# Differentiable WFSTs
Differentiable WFSTs enable automatic differentiation through WFST operations, allowing gradient-based training with WFST-based loss functions. This bridges the gap between traditional WFST algorithms and modern deep learning frameworks.
## Concepts
### What is Differentiable WFST?
A differentiable WFST extends the standard WFST with the ability to compute gradients with respect to arc weights. This enables:
1. **End-to-end training**: Backpropagation through WFST operations
2. **Sequence-level losses**: CTC, ASG, and other alignment-based losses
3. **Integration with neural networks**: WFSTs as trainable layers
```
Neural Network WFST Operations Loss
│ │ │
▼ ▼ ▼
logits ───────────► forward_score ─────────► -log p(y|x)
▲ │ │
│ ▼ │
gradients ◄─────────── backward ◄────────────────┘
```
### The Gradient Graph
Every WFST operation returns a graph where gradients can be computed.
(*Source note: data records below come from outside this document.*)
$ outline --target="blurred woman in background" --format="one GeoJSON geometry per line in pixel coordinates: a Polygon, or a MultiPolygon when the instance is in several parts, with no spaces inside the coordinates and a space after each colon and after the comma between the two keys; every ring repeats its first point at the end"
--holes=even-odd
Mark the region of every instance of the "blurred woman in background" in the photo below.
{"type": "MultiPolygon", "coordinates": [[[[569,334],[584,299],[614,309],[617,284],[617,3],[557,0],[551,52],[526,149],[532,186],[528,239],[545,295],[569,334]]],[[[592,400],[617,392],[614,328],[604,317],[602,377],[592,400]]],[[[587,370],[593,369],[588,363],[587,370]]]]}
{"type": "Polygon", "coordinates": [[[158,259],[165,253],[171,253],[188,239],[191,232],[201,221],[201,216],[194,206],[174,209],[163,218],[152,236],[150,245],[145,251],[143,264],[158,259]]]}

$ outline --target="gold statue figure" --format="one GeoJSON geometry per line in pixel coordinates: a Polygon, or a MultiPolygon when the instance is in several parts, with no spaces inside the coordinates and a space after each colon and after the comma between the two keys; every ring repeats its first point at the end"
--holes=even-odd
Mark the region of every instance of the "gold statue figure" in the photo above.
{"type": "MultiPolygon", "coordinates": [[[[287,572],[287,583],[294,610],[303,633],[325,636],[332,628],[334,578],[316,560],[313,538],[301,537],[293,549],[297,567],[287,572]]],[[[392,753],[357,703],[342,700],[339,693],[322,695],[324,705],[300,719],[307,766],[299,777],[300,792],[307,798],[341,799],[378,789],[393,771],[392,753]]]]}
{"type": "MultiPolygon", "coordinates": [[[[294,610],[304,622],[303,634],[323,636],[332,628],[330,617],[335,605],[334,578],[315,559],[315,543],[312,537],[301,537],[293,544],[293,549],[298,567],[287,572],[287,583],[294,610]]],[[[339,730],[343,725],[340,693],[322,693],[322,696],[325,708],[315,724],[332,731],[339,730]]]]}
The key insight is that **the gradient of a WFST is also a WFST**—it has the same topology but with gradient values instead of weights.
```
Original WFST: Gradient WFST:
w₁=1.0 g₁=0.73
0 ────────► 1 0 ────────► 1
│ │ │ │
│ w₂=2.0 │ (final) │ g₂=0.27 │ (final)
└──────────►│ └──────────►│
Weights are path probabilities Gradients are path posteriors
```
### Forward and Backward Passes
The differentiation follows the forward-backward algorithm:
**Forward Pass (α)**:
- `α[start] = 1̄` (log semiring one = 0.0)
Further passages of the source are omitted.